Ülkede bir bölüşüm şokunun yaşandığını söyleyen Çerkezoğlu, şu ifadeleri kullandı: “Çalışıyoruz, üretiyoruz ama son derece adaletsiz bir bölüşüm var. Vergi politikasından, ücret politikasına kadar öyle bir düzen kuruldu ki, her dönen çark, her atılan adım zengini daha zengin, yoksulu daha da yoksul yapıyor. Sürekli yoksuldan alıp zengine veren bir sistem şu an da işliyor, iktidar tarafından böylesine bir politika hayata geçiriliyor. Aslında bu bilinçli yapılan, beceriksizlik veya tesadüfen ortaya çıkan bir tablo değil, çok bilinçli bir politika. 20 yıldır ülkeyi yöneten AKP iktidarlarının temel politikası bu, ücretleri baskılamak, Türk lirasını değersizleştirmek üzerine kurulmuş bir büyüme politikası izliyoruz ve bunun sonuçlarını yaşıyoruz.”

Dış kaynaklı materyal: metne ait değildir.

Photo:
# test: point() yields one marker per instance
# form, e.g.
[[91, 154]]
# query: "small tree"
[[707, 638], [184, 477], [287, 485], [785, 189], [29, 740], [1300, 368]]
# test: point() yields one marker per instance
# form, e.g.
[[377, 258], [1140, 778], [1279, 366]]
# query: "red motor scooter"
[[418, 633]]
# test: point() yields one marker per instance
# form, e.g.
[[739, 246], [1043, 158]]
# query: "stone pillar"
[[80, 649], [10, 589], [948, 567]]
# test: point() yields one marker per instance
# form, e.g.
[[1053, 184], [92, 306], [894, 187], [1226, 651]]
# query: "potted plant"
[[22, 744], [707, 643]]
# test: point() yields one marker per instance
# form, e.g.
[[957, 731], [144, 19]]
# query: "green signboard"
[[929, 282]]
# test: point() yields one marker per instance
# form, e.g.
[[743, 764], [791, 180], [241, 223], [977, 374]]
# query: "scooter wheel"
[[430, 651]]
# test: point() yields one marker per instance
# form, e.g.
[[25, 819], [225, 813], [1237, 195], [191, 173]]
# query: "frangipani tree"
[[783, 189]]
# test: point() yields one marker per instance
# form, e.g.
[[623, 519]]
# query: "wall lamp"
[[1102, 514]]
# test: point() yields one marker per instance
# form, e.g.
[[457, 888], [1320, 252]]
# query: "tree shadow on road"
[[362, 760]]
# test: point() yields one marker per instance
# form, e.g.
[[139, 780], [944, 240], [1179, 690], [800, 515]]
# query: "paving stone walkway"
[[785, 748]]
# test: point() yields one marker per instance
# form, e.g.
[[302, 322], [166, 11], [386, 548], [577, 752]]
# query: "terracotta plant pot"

“Herkesi önümüzdeki dönemde bugünden itibaren emeğimize, ekmeğimize sahip çıkmak için omuz omuza mücadeleye çağıyoruz. Bu süreç beklenecek izlenecek bir süreç değildir” diyen Çerkezoğlu, örgütlü bir toplum ve sendikalı bir işçi olmadan adaletsizliği ortadan kaldırmanın mümkün olmadığını söyledi.

sembolik-artis-1036435-1.

***

Toplum büyük fatura kesecek

BirGünTV’nin yayınına katılan Sosyal Demokrasi Vakfı Başkanı (SODEV) ve AKSOY Araştırma Şirketi'nin kurucusu Ertan Aksoy ekim ayında yeniden asgari ücret zammının gündeme gelmesinin sürpriz olmayacağını belirtti.

Asgari ücret zammının seçim tarihine etkileri üzerine öngörülerini paylaşan Aksoy, şu ifadeleri kullandı: “Yılbaşında yüzde 50 artırdığında 45 günlük bir süre yaratabiliyor, dolayısıyla iktidarın haziran ayında yapmış olduğu bir asgari ücret artışını kimisi, sonbaharda bir seçim hazırlığı olarak görüyor açıkçası ben bunu oraya çok bağlayamıyorum. İktidar adına sağlıkla olanın sonbaharda seçim olmasına inanmakla birlikte iktidarın bu seçimi zamanında yapma ihtimalini ciddiye almak gerektiğini düşünüyorum.”

İktidarın çok çok temel yanılgılar içerisinde olduğunu vurgulayan Aksoy, “İlgili bakan sıklıkla aralık ayında özelikle baz etkisiyle enflasyonun düşeceğini idea ediyor. Fakat bu normal ekonomik krizlerde olan bir şey, ‘bir önceki yıl fiyatlar o kadar yüksek ki daha ne kadar yükselebilir’ durumu oluşuyor. Üst üstte yaptıkları hatalar bu yönetim anlayışı, sürekli vergi toplayıp en ufak bir şekilde yük almayan tutumları baz etkisini de ortadan kaldıracak. Muhtemeldir ki önümüzde ki yıl seçime gitmeyi daha fazla önlerine alacaklar ama kış ayları yaşam maliyetini çok arttıran bir dönem” ifadelerini kullandı.

Toplumun büyük bir sancıyla bedel ödeyeceğini söyleyen Aksoy, “Eminim ki gelecek ilk seçimle o bedelin siyasal faturasını iktidara hiç beklemediği kadar büyük kesecek” dedi.